Phil Neill ran the program for 15 years, moving it from the asphalt into the Richland High gymnasium where it operates today with 35 teams and more than 300 players competing in several different leagues.
It is place not only for adults who want to keep playing, but also a training ground for both players and officials.
Last March, Dick Cartmell concluded his season officiating the final game of the NCAA Championship tournament. The next game he worked was at a Richland recreation game, passing on his knowledge of the game to young officials.
Castleberry said he learned a lot of basketball from Piippo, but that was only the beginning.
"There are a lot of adults running around who are very grateful for what he did," Castleberry said. "Not only for what they learned about athletics, but what they learned about life."
Piippo expanded the program to include opening the Chief Joseph gym on Saturdays and holidays. Sometimes as many as 300 kids would show up.

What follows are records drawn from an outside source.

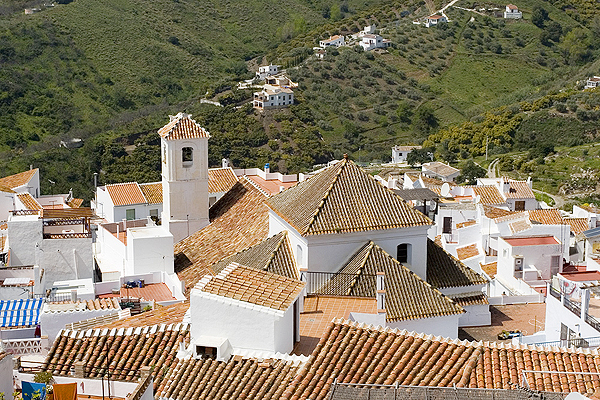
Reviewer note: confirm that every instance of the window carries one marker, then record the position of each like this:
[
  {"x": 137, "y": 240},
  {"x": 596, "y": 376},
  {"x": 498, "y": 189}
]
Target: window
[
  {"x": 403, "y": 253},
  {"x": 187, "y": 156}
]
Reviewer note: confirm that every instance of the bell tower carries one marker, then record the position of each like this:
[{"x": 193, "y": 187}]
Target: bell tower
[{"x": 184, "y": 154}]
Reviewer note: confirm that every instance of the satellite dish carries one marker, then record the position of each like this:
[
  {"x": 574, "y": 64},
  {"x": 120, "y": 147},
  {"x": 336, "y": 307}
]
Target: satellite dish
[{"x": 445, "y": 190}]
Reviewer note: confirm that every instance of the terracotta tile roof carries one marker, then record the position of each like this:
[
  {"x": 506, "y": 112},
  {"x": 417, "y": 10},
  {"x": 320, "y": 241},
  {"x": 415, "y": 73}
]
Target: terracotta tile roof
[
  {"x": 152, "y": 192},
  {"x": 221, "y": 179},
  {"x": 488, "y": 194},
  {"x": 491, "y": 268},
  {"x": 466, "y": 223},
  {"x": 549, "y": 216},
  {"x": 519, "y": 226},
  {"x": 343, "y": 198},
  {"x": 125, "y": 351},
  {"x": 20, "y": 179},
  {"x": 519, "y": 190},
  {"x": 273, "y": 255},
  {"x": 471, "y": 299},
  {"x": 253, "y": 286},
  {"x": 29, "y": 202},
  {"x": 75, "y": 203},
  {"x": 467, "y": 251},
  {"x": 407, "y": 295},
  {"x": 123, "y": 194},
  {"x": 172, "y": 314},
  {"x": 239, "y": 378},
  {"x": 182, "y": 126},
  {"x": 239, "y": 219},
  {"x": 444, "y": 270},
  {"x": 357, "y": 353},
  {"x": 495, "y": 212},
  {"x": 578, "y": 225}
]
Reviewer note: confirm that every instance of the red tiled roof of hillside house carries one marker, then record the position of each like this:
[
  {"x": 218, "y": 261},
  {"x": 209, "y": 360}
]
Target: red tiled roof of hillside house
[
  {"x": 519, "y": 190},
  {"x": 251, "y": 285},
  {"x": 467, "y": 251},
  {"x": 182, "y": 126},
  {"x": 407, "y": 295},
  {"x": 221, "y": 179},
  {"x": 273, "y": 255},
  {"x": 123, "y": 194},
  {"x": 488, "y": 194},
  {"x": 16, "y": 180},
  {"x": 531, "y": 241},
  {"x": 548, "y": 216},
  {"x": 124, "y": 351},
  {"x": 29, "y": 202},
  {"x": 238, "y": 378},
  {"x": 356, "y": 353},
  {"x": 445, "y": 271},
  {"x": 239, "y": 219},
  {"x": 578, "y": 225},
  {"x": 343, "y": 198},
  {"x": 152, "y": 192},
  {"x": 171, "y": 314}
]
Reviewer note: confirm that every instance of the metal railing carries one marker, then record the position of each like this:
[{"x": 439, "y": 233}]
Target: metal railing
[{"x": 339, "y": 284}]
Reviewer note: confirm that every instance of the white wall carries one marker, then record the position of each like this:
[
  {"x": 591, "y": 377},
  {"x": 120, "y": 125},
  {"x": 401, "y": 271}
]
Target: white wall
[
  {"x": 245, "y": 325},
  {"x": 6, "y": 377}
]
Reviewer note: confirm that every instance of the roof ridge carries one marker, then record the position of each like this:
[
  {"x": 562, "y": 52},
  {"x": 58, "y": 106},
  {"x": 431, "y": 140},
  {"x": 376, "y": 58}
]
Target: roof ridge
[{"x": 343, "y": 164}]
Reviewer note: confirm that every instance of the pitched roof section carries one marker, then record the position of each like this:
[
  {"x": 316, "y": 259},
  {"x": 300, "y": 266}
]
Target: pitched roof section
[
  {"x": 29, "y": 202},
  {"x": 273, "y": 255},
  {"x": 253, "y": 286},
  {"x": 445, "y": 271},
  {"x": 221, "y": 179},
  {"x": 129, "y": 350},
  {"x": 152, "y": 192},
  {"x": 357, "y": 353},
  {"x": 239, "y": 219},
  {"x": 20, "y": 179},
  {"x": 182, "y": 126},
  {"x": 123, "y": 194},
  {"x": 238, "y": 378},
  {"x": 488, "y": 194},
  {"x": 343, "y": 198},
  {"x": 549, "y": 216},
  {"x": 407, "y": 295}
]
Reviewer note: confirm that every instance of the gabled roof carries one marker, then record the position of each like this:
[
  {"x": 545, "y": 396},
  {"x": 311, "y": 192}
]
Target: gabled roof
[
  {"x": 343, "y": 198},
  {"x": 350, "y": 352},
  {"x": 239, "y": 219},
  {"x": 152, "y": 192},
  {"x": 129, "y": 350},
  {"x": 29, "y": 202},
  {"x": 253, "y": 286},
  {"x": 444, "y": 270},
  {"x": 16, "y": 180},
  {"x": 407, "y": 295},
  {"x": 273, "y": 255},
  {"x": 488, "y": 194},
  {"x": 238, "y": 378},
  {"x": 123, "y": 194},
  {"x": 182, "y": 126},
  {"x": 549, "y": 216},
  {"x": 221, "y": 179}
]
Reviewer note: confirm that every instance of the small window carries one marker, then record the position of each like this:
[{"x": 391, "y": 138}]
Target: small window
[
  {"x": 403, "y": 253},
  {"x": 187, "y": 156}
]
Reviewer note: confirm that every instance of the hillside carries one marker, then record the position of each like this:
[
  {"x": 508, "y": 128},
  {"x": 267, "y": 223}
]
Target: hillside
[{"x": 109, "y": 72}]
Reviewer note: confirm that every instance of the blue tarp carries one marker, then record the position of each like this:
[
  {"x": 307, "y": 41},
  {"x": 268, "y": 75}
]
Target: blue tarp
[{"x": 23, "y": 312}]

"That gave a lot of kids a place to play and helped grow a base of players who had the skills to have a chance to play in high school if they wanted to," Piippo said. "Over the years that base has shrunk and so has the mystique."
Piippo also worries about the overemphasis on athletics that has grown with the value of college scholarships and the astronomical salaries of professional athletes.
"Sometimes I think it might be better to put the ball in the closet and worry more about education," Piippo said. "Coaching today is a tough business."
It always has been. It's why venerable ones like Toivo W. Piippo, who mix in large doses of compassion, stand the test of time.